Thoroughly satisfied with my previous experience, I once again decided to trek with IndiaHikes (a trekking community). We had chosen Har-ki-Dun and it was the prospect of walking in snow that excited many in our group. While we were busy planning Har-ki-Dun, destiny had something else in store for us.  Just a fortnight before the trek, we got to know Har-ki-Dun was cancelled as the government had decided not to allow winter trekking in the area. IndiaHikes gave us the option of taking our money back or trek Kuari Pass instead. We chose the latter as we already had booked our tickets to Dehradun. I for one, was totally disheartened and my enthusiasm subsided considerably. The reason being Kuari Pass wasn’t rated amongst the top 10 Himalayan treks by IndiaHikes. Well, the saying ‘whatever happens is always for the best’ revealed itself later during the trek.

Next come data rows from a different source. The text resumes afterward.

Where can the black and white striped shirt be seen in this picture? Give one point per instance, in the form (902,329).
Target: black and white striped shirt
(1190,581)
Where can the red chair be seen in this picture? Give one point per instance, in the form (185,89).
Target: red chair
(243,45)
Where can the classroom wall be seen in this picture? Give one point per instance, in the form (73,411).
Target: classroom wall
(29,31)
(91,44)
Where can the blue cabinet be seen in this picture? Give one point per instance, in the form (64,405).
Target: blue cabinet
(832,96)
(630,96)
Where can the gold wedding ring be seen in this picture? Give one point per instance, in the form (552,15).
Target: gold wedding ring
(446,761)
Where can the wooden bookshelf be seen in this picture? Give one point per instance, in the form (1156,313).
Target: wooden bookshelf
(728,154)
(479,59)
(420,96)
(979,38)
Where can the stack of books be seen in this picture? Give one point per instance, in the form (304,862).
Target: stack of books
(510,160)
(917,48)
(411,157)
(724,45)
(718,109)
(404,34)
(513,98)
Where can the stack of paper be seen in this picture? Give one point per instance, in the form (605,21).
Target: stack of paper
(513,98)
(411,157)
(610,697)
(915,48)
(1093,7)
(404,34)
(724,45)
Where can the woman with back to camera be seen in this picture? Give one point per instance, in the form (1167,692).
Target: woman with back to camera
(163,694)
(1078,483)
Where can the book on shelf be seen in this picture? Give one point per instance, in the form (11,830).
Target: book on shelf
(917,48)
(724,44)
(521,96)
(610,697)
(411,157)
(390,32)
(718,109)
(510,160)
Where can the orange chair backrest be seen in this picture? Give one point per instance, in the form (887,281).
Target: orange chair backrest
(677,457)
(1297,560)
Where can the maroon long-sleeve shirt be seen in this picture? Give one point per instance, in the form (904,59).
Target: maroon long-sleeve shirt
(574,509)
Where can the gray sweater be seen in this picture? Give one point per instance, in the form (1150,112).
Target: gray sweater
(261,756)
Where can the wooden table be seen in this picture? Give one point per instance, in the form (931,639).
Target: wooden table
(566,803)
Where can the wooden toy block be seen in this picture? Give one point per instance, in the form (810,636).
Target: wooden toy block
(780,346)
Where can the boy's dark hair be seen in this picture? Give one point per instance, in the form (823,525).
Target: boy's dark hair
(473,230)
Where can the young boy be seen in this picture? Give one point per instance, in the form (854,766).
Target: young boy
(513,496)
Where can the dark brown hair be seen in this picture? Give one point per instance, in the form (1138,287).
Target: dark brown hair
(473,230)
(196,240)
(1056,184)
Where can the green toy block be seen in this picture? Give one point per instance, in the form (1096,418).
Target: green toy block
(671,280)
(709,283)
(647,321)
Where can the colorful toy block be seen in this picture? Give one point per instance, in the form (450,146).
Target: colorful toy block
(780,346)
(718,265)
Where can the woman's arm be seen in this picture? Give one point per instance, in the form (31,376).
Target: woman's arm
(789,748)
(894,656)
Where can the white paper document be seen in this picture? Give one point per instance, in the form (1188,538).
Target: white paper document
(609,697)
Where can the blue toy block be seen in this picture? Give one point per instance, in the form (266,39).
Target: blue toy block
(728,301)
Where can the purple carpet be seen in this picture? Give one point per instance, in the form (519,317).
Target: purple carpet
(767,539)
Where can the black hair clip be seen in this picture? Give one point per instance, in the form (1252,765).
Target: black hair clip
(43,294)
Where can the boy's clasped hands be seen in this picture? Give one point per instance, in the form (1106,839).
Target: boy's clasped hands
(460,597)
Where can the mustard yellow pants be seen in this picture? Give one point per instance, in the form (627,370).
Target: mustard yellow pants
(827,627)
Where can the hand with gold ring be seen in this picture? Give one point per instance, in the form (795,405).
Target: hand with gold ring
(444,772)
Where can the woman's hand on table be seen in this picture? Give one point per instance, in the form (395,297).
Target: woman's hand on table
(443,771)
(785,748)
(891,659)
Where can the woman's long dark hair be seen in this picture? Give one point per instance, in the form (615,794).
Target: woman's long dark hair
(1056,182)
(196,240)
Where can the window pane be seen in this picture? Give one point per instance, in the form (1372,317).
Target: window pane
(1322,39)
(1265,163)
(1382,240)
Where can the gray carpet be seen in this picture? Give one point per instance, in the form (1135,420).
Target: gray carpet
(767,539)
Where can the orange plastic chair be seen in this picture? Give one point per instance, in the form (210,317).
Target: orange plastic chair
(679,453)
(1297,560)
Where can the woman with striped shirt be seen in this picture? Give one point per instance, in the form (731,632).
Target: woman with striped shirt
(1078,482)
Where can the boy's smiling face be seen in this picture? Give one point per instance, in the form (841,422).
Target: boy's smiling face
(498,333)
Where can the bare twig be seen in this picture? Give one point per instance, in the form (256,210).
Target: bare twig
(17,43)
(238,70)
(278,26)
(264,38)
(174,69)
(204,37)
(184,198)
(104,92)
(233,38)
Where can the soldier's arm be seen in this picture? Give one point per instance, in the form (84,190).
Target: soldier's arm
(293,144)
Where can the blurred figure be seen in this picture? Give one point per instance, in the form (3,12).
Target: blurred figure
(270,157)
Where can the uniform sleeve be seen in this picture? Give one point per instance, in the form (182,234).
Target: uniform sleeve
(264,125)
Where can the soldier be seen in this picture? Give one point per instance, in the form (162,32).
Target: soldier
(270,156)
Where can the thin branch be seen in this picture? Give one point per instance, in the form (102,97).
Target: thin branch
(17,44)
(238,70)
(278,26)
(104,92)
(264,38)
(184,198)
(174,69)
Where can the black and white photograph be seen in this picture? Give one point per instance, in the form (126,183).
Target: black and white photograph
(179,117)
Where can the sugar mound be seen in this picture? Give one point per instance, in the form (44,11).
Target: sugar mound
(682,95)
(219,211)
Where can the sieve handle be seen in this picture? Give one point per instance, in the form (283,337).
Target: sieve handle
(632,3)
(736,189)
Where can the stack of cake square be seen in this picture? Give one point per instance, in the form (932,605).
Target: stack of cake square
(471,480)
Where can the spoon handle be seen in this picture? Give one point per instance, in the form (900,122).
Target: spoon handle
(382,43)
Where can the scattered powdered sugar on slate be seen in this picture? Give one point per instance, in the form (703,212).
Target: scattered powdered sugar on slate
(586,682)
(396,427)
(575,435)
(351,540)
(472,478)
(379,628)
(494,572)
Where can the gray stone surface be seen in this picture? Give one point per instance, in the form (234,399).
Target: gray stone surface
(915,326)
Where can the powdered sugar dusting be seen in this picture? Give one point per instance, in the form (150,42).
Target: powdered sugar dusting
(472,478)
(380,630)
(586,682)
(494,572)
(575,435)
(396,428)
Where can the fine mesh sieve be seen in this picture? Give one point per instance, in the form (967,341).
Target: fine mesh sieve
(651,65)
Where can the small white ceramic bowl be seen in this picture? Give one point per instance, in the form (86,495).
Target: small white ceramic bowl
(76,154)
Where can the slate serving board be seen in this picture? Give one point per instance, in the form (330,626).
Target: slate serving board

This time, we traveled to Joshimath from Dehradun. Needless to say this was yet another journey that is etched in our memories forever. As we passed through the ‘Panch Prayag’ (Vishnuprayag, Nandaprayag, Karnaprayag, Rudraprayag, and Devprayag) one by one with Mother Ganges in all her glory for constant company, it was a journey through paradise. By the time we reached Joshimath, dusk had set in. However, even after travelling for 12 hours on road there was no exhaustion whatsoever.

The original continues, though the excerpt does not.